I have used fondant over inner covers for "insurance feeding". Here is a cheaper alternative: http://www.beesource.com/forums/sho...eeding-sugar-from-the-bag&p=876201#post876201


----------



## mgolden (Oct 26, 2011)

This only works in warmer climates. Bees stay in a tight cluster when hive temp is below 55F and the cluster only moves when hive temp is 40 to 45F. 

Had a hive dive last winter in February in cold weather. It was a late swarm capture and I knew it was light on stores. Had 20 lbs of sugar above an inner cover with an open 3 1/2 inch round hole in the center and the cluster got stranded in the frames.
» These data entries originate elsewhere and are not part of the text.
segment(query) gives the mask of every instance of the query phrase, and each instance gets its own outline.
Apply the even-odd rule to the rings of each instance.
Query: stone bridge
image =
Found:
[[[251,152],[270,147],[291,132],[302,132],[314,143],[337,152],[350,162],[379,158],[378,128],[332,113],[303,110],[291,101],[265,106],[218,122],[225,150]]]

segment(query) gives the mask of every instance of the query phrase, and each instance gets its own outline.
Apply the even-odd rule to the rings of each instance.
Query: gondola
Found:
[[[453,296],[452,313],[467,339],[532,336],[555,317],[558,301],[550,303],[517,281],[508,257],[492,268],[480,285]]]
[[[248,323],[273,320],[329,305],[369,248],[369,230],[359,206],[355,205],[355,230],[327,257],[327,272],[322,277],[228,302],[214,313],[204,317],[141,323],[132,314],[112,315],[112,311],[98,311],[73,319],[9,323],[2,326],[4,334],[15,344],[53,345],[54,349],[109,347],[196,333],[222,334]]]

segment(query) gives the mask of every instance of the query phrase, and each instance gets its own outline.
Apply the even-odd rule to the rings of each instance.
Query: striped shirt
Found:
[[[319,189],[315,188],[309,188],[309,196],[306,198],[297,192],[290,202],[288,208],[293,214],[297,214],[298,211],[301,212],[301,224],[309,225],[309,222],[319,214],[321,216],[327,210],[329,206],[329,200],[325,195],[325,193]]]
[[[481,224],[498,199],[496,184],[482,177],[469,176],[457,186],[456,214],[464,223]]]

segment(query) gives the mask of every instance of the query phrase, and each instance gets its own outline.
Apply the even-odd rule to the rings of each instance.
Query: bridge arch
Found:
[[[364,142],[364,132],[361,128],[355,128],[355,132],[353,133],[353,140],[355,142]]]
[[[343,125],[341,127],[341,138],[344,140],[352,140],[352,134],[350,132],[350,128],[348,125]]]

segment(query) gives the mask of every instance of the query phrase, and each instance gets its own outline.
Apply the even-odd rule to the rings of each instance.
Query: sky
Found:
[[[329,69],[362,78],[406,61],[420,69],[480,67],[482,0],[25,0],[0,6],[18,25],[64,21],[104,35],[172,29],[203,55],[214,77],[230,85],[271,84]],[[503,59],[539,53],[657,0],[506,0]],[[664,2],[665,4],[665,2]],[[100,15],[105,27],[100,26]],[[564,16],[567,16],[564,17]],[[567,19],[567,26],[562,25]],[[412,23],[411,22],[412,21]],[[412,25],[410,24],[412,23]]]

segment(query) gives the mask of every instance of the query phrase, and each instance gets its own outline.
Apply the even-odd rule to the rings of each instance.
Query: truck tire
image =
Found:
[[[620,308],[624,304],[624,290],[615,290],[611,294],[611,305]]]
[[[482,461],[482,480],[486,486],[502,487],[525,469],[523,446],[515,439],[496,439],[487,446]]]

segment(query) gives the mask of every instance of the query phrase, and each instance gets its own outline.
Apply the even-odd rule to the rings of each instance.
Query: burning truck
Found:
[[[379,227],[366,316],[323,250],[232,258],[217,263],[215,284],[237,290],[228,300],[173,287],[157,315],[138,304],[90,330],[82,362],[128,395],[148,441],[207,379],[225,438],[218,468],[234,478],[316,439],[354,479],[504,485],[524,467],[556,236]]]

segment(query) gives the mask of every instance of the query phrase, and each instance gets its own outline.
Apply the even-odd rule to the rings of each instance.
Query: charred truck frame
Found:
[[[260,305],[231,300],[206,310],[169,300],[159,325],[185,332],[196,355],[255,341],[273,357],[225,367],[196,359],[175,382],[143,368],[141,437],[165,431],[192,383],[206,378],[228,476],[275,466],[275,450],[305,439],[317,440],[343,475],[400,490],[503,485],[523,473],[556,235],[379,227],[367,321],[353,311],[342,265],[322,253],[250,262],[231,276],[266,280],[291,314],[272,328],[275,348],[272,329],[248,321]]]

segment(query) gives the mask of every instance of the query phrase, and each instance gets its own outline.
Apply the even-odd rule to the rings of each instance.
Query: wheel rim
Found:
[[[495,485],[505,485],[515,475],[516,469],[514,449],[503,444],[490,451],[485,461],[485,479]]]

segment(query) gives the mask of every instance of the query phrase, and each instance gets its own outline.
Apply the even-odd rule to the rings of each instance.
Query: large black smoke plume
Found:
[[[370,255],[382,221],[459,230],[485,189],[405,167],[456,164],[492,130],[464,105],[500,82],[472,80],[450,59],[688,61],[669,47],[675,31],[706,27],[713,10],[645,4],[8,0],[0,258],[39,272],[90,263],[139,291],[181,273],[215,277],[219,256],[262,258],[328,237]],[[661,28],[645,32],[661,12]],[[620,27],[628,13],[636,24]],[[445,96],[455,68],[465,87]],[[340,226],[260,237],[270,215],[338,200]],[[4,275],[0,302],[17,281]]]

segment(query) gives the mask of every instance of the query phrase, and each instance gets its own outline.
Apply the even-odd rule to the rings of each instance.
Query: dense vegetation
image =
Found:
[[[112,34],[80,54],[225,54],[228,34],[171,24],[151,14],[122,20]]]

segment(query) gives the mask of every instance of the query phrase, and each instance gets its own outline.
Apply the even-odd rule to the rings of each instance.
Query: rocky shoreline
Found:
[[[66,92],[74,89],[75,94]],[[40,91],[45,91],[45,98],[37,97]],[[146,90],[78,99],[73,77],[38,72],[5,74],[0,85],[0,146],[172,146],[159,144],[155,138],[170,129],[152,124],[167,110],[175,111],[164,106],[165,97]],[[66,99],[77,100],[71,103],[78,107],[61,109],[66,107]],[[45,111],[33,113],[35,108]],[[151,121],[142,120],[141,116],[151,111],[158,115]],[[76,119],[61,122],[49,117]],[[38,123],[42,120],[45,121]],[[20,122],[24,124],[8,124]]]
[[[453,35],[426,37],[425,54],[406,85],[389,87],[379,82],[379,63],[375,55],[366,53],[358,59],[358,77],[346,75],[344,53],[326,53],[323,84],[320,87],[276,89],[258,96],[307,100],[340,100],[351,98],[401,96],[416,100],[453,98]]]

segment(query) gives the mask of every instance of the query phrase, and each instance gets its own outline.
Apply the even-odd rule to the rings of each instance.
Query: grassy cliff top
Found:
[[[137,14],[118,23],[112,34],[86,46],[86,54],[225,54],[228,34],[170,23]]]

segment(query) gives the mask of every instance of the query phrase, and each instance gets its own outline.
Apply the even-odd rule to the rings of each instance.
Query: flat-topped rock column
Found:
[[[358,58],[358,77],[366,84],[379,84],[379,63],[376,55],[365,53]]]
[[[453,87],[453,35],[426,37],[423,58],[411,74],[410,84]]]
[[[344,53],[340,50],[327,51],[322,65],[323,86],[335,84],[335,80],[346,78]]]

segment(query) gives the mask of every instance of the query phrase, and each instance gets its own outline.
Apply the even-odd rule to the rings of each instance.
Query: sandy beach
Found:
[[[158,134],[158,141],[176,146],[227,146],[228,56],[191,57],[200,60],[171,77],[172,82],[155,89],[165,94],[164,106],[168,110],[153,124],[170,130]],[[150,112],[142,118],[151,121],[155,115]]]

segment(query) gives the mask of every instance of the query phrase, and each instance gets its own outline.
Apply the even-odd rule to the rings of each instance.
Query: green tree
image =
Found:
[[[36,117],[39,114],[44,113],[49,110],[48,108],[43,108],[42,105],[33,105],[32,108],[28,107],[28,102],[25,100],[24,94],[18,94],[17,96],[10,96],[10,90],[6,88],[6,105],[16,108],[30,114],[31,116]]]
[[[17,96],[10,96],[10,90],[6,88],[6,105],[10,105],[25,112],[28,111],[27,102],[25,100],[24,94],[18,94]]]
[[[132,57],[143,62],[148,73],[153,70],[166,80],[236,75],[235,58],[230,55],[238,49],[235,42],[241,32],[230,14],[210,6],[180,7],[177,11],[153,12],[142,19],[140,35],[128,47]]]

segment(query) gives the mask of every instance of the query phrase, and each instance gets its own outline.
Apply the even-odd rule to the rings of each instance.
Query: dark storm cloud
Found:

Far better to have emergency food on top of the frames.


----------



## bison (Apr 27, 2011)

I have put Dryvert on the inner cover of hives I have in Marin and in Lake County. Some have taken it voraciously, some don't seem to have touched it. I presume given our climate that the bees will move around enough to get to it. I do have a couple hives without inner covers and I just put the Dryvert on top of the frames with a sheet of newspaper.


----------



## Michael Bush (Aug 2, 2002)

I prefer it on newspaper as the cluster can eat through the paper wherever they may be and the bees eating the sugar don't have to leave the cluster so they can eat it no matter how cold it is.


----------



## brooksbeefarm (Apr 13, 2008)

I feed sugar like michael said, only i lay a newspaper on top of the frames spray a light coat of water on the paper, put a 1" layer of sugar on it, spray another light coat of water on the sugar, put another layer of sugar on, ect. until i have 8# to 10# of sugar on. I try to do this before the temp. goes below 60# when spraying water, the water makes the sugar cake up and hold together.I have brought several light hives through the winter this way.


----------



## AstroBee (Jan 3, 2003)

I agree with the last two posts. Get the feed right where the bees need it. Make sure to put sugar breaks as explained by brooksbeefarm. I see very little advantage of placing it on the inner cover.


----------



## radu43 (May 29, 2011)

So in this method do you still use a inner cover? I would think that there not enough space between inner cover and the frames.


----------



## brooksbeefarm (Apr 13, 2008)

I don't use a innercover when feeding sugar, i make 3" or 4" shims to allow a space for the sugar.


----------



## AstroBee (Jan 3, 2003)

I use an empty medium box with an inner cover on top.


----------



## Beesknees01 (Dec 31, 2012)

I gave them moist granulated sugar this winter, but I'm not sure if the bees taking it or throwing it away!!??


----------



## Michael Bush (Aug 2, 2002)

You need to wet it some with a spray bottle of water to make it clump or they will throw it away.


----------



## squarepeg (Jul 9, 2010)

another approach is to mix the sugar up with just enough water to make a paste, (about one part water to nine parts sugar).

you can form this paste into patties, and it can be utilized without the bees having bring water to it.

i also follow mr. bush's suggestion to add some vitamin c (ascorbic acid), roughly 1000 mg per gallon, to lower the ph of the mixture.

in late winter or early spring, if the bees will be brooding, i throw some pollen substitute in there too.
this ends up 8 parts sugar, 1 part pollen sub, 1 part water, and some vitamin c.

(i would only feed them this if they are out of stores, and to prevent starvation, put it on the top bars over the cluster)


----------